Platforms like easyMoney offer IFISAswith property-backed loans, providing tax-free returns and a higher degree of security compared to unsecured loans.
Understanding the Risks of P2P Lending
While P2P lending can offer significant benefits, it's essential for financial advisors and wealth managers to thoroughly understand the associated risks to ensure it's suitable for their clients.
1. Borrower Default Risk
One of the primary risks in P2P lending is the possibility of borrower default. While platforms like easyMoney mitigate this risk by securing loans against UK property, there is still a chance that the borrower may fail to repay the loan. This can lead to delays in recovering the capital or, in rare cases, losses. However, secured lending platforms
provide more protection as the underlying asset (in this case, property) can be sold to recover the funds.
2. Liquidity Risk
As mentioned earlier, liquidity can be a concern for clients investing in P2P loans, as the investment is often tied up for the duration of the loan term. In cases where the funds are required sooner, the availability of secondary markets is a crucial factor to consider. Not all platforms offer a secondary market, so it’s important for advisors to select platforms that provide this option if liquidity is a priority for their clients.
3. Market Conditions
While P2P lending is not directly correlated with stock market performance, the broader economic environment can still affect borrowers’ ability to repay loans, particularly in the event of an economic downturn. Financial advisors should assess the macroeconomic risks and ensure that their clients’ P2P investments are balanced with other more secure asset classes.
Why Financial Advisors Should Consider P2P Lending for Their Clients
For financial advisors and wealth managers looking to maximise client returns while maintaining a diversified portfolio, P2P lending offers a valuable tool. The attractive interest rates, diversification potential, and regular income streams make it particularly appealing for clients with a balanced risk tolerance.

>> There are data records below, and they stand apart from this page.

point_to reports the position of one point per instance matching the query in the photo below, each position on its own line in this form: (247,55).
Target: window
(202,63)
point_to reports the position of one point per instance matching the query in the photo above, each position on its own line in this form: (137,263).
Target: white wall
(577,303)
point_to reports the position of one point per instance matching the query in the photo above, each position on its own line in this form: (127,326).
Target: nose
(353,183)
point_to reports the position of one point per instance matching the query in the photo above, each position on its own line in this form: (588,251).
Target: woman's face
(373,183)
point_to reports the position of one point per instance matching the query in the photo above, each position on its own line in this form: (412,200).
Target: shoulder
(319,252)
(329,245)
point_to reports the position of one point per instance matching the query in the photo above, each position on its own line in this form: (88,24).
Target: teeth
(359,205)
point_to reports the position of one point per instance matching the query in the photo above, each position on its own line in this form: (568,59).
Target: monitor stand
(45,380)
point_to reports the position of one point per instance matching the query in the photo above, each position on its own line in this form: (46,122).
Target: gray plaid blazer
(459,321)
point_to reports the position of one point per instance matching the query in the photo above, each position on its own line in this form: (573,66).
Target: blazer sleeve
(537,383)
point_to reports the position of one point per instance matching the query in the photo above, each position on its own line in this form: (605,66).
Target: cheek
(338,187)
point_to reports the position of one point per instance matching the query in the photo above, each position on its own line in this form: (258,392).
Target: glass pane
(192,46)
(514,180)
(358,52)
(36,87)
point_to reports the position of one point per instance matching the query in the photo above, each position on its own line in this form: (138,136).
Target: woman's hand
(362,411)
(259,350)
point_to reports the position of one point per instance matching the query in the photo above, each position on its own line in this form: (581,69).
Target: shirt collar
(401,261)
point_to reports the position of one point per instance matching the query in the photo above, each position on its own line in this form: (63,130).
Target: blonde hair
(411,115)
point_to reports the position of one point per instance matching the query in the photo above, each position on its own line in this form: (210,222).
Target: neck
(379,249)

Moreover, integrating platforms like easyMoney—which provides secured, property- backed lending—offers an additional level of security, making P2P lending more accessible to a wider range of clients. The option to use IFISAs to invest in P2P loans provides a further incentive, as clients can earn tax-free interest, maximising the potential returns on their investments.
P2P lending offers a powerful way for clients to diversify beyond traditional investments, combining the potential for higher returns with a reliable income stream. By carefully choosing the right platform and balancing risks, financial advisors can help clients maximise the benefits of this innovative financial tool. However, it's also crucial to acknowledge the potential risk of declining property prices, which could reduce the value of property-backed loans and impact overall returns during a significant market downturn.
As the financial landscape continues to evolve, P2P lending is emerging as a key component of a well-diversified investment portfolio. For clients of independent financial advisors and wealth managers, it offers the potential for attractive returns, diversification, and steady income. By integrating P2P lending into their strategies, advisors can help clients achieve their financial goals, while maintaining a careful balance between risk and reward.
Whether through secured loans, tax-efficient IFISAs, or flexible investment options, platforms like easyMoney make it easier than ever for clients to benefit from the advantages of P2P lending. With the right advice and a prudent approach, P2P lending can be a game-changing addition to any investment portfolio.
Past performance is no guarantee for future results.
Tax treatment depends on the individual circumstances of each investor and may be subject to change in the future.